Noticed this didn't get posted on the list, so reposting...

On Wed, Oct 26 2016, Oswald Buddenhagen wrote:
> On Tue, Oct 25, 2016 at 10:53:19PM +0200, Yuri D'Elia wrote:
>> where the journal file looks simply truncated (probably not flushed).
>> The actual file content is:
>>
>> 00000000: 320a 0000 0000 0000 0000 0000 0000 0000  2...............
>> 00000010: 0000 0000 0000 0000 0000 0000 0000       ..............
>>
>> I remember asking in the list how robust the journal mechanism, but it
>> doesn't seem reliable enough for mbsync to be SIGTERM'ed/interrupted.
>>
> that doesn't make sense to me. a signal may not alter what gets written
> to the file, only how much of it is written. zero-padding may only
> happen as a response to internal inconsistency, which a sane kernel
> positively will not introduce itself just because something interrupted
> a userspace process.
> maybe you can strace your cron job to see what is happening.

It's hard to reproduce at will. The incomplete journal is consistently
the INBOX folder of an outlook365 server. But this is because this is
also the slowest folder to sync, and thus most likely to be interrupted.

As for truncation, this might still happen if the file is not fsynced
explicitly at critical transaction points (including before fclose).

I didn't look at the code yet, so I'm just reporting what I'm seeing and
guessing at this point.

> i'm collecting error messages and grepping them. that way i filter out
> all the silly noise from outlook.
> getting proper exit code handling is kinda tough, because mbsync can
> perform multiple independent jobs - do you report the best or the worst?
> i guess it would be possible to write a precise report file with one
> line per mailbox. however, undoubtedly the best solution would be
> letting mbsync handle transient errors and the timing itself.
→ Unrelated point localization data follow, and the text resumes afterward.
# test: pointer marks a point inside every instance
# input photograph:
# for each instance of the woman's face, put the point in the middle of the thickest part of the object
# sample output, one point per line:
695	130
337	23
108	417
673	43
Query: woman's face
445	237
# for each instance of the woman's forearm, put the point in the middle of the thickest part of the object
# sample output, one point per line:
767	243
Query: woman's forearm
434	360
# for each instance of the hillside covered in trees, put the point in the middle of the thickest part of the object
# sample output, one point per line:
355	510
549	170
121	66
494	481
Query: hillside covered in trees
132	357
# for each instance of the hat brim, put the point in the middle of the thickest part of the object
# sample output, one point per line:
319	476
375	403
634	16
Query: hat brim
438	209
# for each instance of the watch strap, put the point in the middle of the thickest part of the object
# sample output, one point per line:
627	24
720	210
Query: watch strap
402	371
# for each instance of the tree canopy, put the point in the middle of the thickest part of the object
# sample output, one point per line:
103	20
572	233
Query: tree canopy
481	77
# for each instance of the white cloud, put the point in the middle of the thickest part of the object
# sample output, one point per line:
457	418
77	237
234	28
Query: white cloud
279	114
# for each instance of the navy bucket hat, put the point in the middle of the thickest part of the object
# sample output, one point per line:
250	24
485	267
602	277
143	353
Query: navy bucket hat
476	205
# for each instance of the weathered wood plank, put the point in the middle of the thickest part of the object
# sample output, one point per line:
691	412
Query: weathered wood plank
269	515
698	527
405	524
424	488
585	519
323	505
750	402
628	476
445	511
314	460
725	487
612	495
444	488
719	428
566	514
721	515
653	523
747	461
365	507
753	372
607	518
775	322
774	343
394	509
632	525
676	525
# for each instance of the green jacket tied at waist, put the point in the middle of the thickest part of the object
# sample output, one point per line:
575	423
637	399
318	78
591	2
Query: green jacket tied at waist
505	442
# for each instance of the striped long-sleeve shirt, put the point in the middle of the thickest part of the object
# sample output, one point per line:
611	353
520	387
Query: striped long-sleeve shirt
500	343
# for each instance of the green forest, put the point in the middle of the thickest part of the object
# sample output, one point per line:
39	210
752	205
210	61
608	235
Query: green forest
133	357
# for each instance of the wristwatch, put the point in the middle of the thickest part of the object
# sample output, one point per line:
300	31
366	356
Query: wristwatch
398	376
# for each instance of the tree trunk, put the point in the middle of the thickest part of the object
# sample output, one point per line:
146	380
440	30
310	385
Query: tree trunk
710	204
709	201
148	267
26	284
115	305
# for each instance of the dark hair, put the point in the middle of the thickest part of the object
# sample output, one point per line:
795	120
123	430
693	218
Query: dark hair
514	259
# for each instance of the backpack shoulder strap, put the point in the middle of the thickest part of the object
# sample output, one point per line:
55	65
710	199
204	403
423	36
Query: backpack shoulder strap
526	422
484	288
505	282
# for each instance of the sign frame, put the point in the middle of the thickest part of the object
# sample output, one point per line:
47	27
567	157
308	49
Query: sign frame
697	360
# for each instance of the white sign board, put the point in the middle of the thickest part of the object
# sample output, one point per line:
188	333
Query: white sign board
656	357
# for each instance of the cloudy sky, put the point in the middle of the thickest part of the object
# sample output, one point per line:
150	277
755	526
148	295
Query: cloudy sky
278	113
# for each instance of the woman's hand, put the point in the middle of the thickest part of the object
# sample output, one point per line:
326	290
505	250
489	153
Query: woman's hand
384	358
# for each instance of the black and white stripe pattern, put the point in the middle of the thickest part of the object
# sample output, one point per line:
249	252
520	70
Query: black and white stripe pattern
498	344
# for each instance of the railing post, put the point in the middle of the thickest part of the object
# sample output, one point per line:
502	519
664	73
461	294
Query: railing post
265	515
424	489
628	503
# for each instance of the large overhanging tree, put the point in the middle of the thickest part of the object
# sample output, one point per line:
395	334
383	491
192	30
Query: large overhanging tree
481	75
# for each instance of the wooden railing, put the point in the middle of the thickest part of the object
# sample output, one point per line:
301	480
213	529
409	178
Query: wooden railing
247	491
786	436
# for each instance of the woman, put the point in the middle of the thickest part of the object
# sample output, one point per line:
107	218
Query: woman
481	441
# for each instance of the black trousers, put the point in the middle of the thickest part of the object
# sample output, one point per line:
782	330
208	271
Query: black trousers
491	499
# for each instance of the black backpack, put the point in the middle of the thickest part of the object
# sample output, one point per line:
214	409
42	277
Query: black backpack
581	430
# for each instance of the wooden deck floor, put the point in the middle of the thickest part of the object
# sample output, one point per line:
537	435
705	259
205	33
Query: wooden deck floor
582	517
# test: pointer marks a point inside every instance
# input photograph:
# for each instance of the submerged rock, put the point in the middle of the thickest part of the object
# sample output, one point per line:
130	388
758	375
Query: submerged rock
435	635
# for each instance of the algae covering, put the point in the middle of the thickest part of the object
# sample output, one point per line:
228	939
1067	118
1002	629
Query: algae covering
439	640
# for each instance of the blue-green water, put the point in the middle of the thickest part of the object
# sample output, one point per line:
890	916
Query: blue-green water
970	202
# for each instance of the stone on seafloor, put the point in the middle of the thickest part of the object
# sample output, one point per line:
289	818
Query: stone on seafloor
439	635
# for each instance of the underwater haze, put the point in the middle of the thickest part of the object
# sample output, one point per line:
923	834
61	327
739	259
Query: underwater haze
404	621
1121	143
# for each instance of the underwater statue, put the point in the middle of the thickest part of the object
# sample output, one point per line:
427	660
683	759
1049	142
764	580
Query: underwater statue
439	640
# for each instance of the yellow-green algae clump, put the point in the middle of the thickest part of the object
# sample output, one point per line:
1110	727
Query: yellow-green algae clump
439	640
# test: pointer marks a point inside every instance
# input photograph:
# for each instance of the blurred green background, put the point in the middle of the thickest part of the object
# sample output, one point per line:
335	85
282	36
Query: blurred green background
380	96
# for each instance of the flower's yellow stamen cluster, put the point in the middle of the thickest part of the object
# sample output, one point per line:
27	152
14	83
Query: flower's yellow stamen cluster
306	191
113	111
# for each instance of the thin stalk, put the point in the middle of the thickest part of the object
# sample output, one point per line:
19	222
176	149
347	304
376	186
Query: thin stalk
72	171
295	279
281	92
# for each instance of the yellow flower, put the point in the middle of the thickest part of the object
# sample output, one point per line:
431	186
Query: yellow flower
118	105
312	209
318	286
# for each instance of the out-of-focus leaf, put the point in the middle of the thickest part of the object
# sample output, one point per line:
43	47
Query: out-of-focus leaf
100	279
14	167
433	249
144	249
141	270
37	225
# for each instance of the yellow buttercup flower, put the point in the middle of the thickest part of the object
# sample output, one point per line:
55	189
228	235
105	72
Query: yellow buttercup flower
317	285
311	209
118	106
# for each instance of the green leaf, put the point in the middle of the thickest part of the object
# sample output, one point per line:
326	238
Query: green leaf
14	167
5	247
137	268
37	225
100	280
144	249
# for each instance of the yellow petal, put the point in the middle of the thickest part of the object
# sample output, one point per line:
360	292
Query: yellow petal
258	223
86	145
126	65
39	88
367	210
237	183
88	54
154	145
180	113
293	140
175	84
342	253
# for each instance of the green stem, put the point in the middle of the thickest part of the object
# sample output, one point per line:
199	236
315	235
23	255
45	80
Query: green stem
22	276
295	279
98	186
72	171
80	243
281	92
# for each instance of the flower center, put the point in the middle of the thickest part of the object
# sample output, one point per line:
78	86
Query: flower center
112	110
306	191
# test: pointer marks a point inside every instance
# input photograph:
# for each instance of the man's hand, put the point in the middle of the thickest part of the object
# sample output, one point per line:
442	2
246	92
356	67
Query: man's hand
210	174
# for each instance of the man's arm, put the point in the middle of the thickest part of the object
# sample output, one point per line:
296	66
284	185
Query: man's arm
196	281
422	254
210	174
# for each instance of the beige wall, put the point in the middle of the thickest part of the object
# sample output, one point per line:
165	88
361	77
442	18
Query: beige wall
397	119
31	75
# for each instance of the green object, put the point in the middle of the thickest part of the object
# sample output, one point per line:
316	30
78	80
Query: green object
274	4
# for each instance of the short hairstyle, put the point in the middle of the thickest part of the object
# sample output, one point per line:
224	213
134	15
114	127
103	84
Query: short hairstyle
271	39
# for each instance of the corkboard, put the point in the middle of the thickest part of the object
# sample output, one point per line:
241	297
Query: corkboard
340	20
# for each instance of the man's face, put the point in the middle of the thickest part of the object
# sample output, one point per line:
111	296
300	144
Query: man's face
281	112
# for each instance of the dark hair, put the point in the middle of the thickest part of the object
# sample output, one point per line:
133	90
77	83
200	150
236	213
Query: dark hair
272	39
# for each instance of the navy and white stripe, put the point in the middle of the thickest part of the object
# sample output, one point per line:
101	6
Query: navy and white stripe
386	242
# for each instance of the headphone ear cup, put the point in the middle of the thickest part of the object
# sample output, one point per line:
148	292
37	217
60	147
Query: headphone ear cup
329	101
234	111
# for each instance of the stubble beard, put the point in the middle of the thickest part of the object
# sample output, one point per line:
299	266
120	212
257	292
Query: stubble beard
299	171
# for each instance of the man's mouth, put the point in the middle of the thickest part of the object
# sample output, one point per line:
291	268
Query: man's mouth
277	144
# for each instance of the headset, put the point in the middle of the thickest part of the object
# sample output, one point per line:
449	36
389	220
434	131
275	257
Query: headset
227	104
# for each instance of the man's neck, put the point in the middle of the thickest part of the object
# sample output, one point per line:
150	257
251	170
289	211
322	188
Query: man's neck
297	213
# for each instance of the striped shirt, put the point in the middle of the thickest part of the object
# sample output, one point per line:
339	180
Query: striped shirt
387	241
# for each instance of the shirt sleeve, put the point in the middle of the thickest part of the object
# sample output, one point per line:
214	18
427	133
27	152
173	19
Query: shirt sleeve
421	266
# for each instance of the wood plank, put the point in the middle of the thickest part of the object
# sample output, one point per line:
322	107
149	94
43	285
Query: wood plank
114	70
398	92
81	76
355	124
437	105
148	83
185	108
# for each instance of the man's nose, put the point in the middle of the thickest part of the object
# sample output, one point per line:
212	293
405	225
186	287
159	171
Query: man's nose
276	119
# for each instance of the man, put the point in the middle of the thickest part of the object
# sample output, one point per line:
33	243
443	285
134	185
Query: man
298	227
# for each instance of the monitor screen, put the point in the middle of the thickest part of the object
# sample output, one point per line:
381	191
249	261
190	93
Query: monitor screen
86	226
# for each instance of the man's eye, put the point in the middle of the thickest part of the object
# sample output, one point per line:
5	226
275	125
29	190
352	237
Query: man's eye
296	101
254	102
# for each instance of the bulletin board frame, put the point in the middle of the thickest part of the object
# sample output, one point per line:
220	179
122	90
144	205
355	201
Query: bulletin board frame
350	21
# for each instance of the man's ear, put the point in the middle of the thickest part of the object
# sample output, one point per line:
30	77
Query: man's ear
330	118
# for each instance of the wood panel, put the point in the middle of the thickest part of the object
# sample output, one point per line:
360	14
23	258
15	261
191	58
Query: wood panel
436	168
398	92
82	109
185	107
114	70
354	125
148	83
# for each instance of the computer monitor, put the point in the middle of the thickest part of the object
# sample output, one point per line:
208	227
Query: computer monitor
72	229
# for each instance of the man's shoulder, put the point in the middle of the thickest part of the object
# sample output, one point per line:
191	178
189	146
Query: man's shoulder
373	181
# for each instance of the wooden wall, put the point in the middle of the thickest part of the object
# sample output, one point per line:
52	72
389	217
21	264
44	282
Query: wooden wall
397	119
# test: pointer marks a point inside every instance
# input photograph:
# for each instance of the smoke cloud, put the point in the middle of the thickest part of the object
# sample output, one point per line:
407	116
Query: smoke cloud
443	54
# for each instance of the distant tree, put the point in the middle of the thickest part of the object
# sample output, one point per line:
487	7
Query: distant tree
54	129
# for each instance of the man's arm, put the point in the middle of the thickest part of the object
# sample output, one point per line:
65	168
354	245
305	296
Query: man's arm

I would actually be pretty happy to have two (or more) ORed flags for
the exit status as many tools already do, in order to distinguish the
broad categories.

For example. !=0 is any problem, but then the status&0x0F range could
mark just transient error classes (such as connection/timeout errors).
As an end-user, I can decide what to do.

My plan would be allow for up to three transient errors to pass without
notice, or any non-transient error to be notified immediately. Easily
done in *sh. Logs are a PITA to parse, and technically I could already
do this by parsing the regular output (which I'd like to avoid).